A few miles west, street vendors are unhappy with demonstrations by high school students. The National Confederation of Students has called for a mobilization because of government food grants for high schoolers. For ten years, students have received the same amount of 32,000 pesos a month — roughly 1,600 pesos a day or around $2 dollars for nourishment while in school. That amount hardly buys an empananda.
The government closes metro stations on Friday nights when protests are planned in fear that stations may be vandalized or destroyed. Vendors count on the crowds at Central Station, but tonight there is no one to buy their offerings.
When the line of students approaches, vendors barricade the street, armed with long sticks they turn crowds away with violence. On social media, some attackers are seen holding firearms, other wearing the black head coverings often equated with political protesters. Earlier a policeman has shot a protester.
As Santiago returns to life in the streets after two tumultuous years and President Gabriel Boric, 35, installs a feminist cabinet promising reforms and action, new challenges arise that might keep us from quickly realizing the culture of empanadas and red wine that Allende struggled to achieve over the course of many decades.
I have returned to perhaps say goodbye to my mother, who is 91 and in poor health after losing her eyesight and mobility in the long Covid lockdowns that were put in place as the country reeled into the global pandemic. Each drink of wine, each empanada, each pisco, mote con huesillos, maraqueta or pastel de choclo, eases the grief, giving the comfort only food can bring.
My father was 42 when he was killed by the Chilean secret police aided by agents trained by the CIA. It has taken forty-six years for me to taste the empanada promised to me by Salvador Allende and now shared with a living piece of evidence and history, the piece of exiled heart that is my son. Monarch butterflies take many generations to complete their cycles of migration.
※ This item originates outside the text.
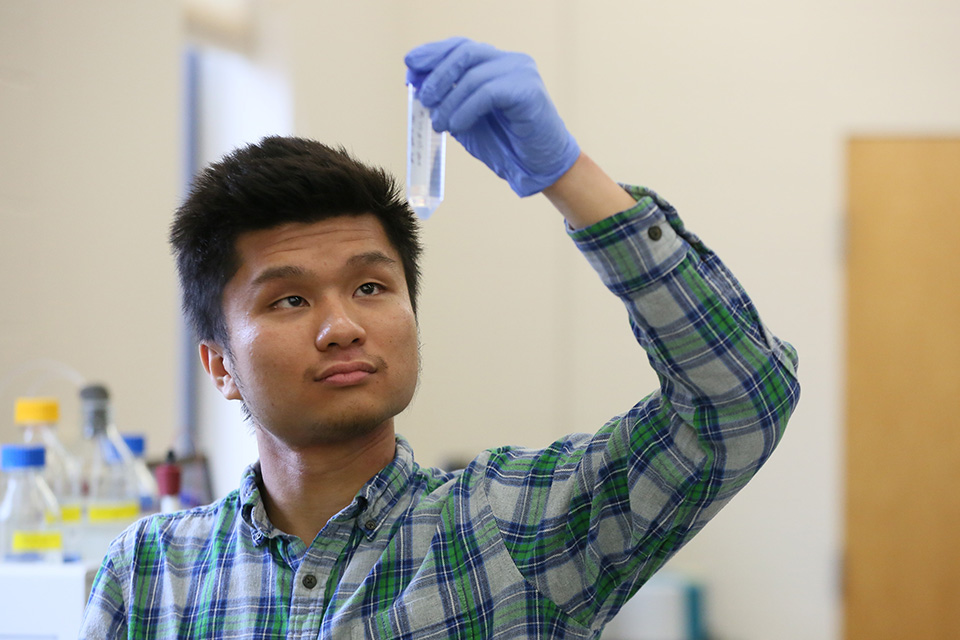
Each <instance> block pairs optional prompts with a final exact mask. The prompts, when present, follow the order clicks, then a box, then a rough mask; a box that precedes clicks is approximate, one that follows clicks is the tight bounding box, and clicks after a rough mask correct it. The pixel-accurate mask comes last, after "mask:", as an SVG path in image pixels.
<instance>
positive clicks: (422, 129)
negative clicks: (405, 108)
mask: <svg viewBox="0 0 960 640" xmlns="http://www.w3.org/2000/svg"><path fill="white" fill-rule="evenodd" d="M408 91H409V93H408V97H407V201H409V202H410V206H411V207H413V210H414V211H416V213H417V215H418V216H419V217H420V219H421V220H426V219H427V218H429V217H430V216H431V215H432V214H433V212H434V211H436V209H437V207H438V206H440V203H441V202H442V201H443V180H444V168H445V165H446V158H447V134H446V132H443V133H437V132H436V131H434V130H433V123H432V122H431V120H430V110H429V109H427V108H426V107H424V106H423V105H422V104H420V101H419V100H417V98H416V95H415V93H416V89H415V88H414V86H413V85H410V86H409V87H408Z"/></svg>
That night at the sparse and clean tattoo studio of my niece’s partner, I watch my son and nephew get twin tattoos written on their arms, Presente , Ahora y Siempre (Present, now and forever), a slogan from Chile’s fight against the dictatorship, repeated often when we remember all those we have lost; barricades and loves, empanadas and harvests of grapes, transformed.
The needs of street vendors is acute, many work illegally while new immigrants from Haiti, Venezuela, Columbia and Peru work the streets to survive. The smell of marijuana mixes with that of toast, while smells of food from other places blend with those more familiar.
It seems ironic that students who march for food are beaten by street vendors who may suffer in the short-run but will surely be rewarded in the long run by buyers with more to spend on what is sold.
In some places tonight there will be no exchange. Weary and impatient for change, some believe that it can happen through decree, only a matter of will by those who hold the reins of government. Others who like me have seen things come and go, know that taking things apart is easier than putting them back together and so we will reach for comfort and nourishment as we always have. Creating our own version of a culture based on the free exchange of ideas, empanadas and red wine, we continue to believe in possibility and know that we must work hard to find recipes that work.